The same can be said of any stale access to data stores. As noted by TechTarget “Locating and deleting or moving stale data or duplicate data is important. DSPM can help enterprises move stale data to cold – and cost-effective – storage.”
The next worst thing to having data leaks discovered by an attacker is having them found by an auditor. Since all relevant data must be protected, it must first be found, classified, and assigned a proper level of security (or storage)to be audit-ready. In complex, cloud-based environments where this task can be the most daunting, DSPM can help.
DSPM: Protecting data in those hard-to-see places
Data security firm Cyberhaven notes that “DSPM is particularly effective in securing sensitive information across a multitude of data stores, including cloud data repositories, multi-cloud environments (such as AWS and Microsoft Azure environments), and IaaS platforms – anywhere data is stored, processed, and accessed by a diverse workforce.”There are a few central features of Data Security Posture Management that make it so adept at finding lost data, APIs, IT, IoT, and anything in those places.
Those include its ability to:
- Discover Data: DSPM leverages automation, AI, and machine learning to scope out all data (and shadow data) instances across any environment: cloud, multi-cloud, hybrid, remote, and on-premises.
- Classify Data: Next, DSPM uses that same artificial intelligence, fine-tuned with Large Language Models (LLMs), to assign classifications to each data subset in preparation for the custom security controls that are to follow.

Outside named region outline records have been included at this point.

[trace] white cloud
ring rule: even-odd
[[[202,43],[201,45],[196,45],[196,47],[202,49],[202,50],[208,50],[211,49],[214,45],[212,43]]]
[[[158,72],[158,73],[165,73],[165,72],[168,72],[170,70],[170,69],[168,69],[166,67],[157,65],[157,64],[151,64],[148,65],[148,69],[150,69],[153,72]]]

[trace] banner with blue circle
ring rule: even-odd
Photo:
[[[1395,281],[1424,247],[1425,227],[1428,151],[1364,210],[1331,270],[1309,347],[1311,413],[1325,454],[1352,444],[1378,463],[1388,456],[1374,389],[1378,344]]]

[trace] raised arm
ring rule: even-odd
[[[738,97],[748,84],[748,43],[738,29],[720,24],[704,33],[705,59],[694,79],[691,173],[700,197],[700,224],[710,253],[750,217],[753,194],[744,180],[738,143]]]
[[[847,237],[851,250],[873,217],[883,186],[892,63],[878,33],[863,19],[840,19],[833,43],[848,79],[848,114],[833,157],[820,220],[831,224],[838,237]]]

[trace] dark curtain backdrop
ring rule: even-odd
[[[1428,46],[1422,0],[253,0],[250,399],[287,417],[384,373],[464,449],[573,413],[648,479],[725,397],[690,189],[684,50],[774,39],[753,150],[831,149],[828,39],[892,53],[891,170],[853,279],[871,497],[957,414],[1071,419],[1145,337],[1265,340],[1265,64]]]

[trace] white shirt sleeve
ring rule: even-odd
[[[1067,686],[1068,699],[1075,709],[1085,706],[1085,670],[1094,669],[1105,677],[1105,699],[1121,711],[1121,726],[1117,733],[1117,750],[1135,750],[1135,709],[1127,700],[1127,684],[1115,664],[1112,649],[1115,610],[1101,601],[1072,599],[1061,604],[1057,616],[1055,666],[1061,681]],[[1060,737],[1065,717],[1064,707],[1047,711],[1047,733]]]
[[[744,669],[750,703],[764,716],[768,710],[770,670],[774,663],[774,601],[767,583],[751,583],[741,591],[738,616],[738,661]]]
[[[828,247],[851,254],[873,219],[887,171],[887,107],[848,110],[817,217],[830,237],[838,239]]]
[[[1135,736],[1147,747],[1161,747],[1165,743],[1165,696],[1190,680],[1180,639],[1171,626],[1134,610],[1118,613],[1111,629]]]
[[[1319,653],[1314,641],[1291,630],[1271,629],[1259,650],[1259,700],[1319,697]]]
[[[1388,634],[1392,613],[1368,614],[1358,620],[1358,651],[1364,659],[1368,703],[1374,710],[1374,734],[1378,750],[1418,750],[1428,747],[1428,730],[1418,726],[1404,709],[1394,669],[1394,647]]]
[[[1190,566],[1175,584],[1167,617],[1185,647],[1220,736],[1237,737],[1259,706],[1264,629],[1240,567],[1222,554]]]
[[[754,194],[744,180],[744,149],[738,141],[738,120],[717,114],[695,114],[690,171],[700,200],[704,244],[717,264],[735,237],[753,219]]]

- Prioritize Data Risk: At this point, DSPM utilizes techniques such as vulnerability scanning and risk correlation to identify which assets are at the highest or most imminent risk of danger. This alerts the organization so that resources can be diverted to where they are needed the most (and saved from being wasted elsewhere).
- Provide Data Transparency: DSPM tools provide teams with data lineage or mapping of where each of their discovered assets has been, tracking its journey from inception to destination. This means that when an audit comes calling for information on the location of a certain type of protected data, you’ll know where it is.
- Enforce Data Security Policies: DSPM’s ability to automatically enforce data security policies means you’ll know that your data is safe, more than just where it is.
As your data moves through your environment, there are multitudes of ways in which it could not be safe, even if it started out that way. It can be accessed by an authorized user and then accidentally saved to an unprotected server. It could be copied and pasted from an internal memo and placed on a PowerPoint that left the network. It could find its way out of the CRM and into a report that is saved in a cloud repository thatall users can access instead of just those with the appropriate permissions, and so on.
While these actions can’t be stopped (unless you can get every employee to learn and follow compliance-ready requirements for each framework you’re beholden to), they can be spotted, mapped, discovered, protected, and even stopped by a Data Security Posture Management solution.
The DSPM Difference
Because of its ability to analyze the flow of sensitive data, DSPM is uniquely positioned to identify areas of weakness or lack of encryption, discover potential vulnerabilities and risks, and prepare teams for audits that will surely be looking for the same things.
Whether or not your environment is ready for an audit now, it can be with the help of DSPM.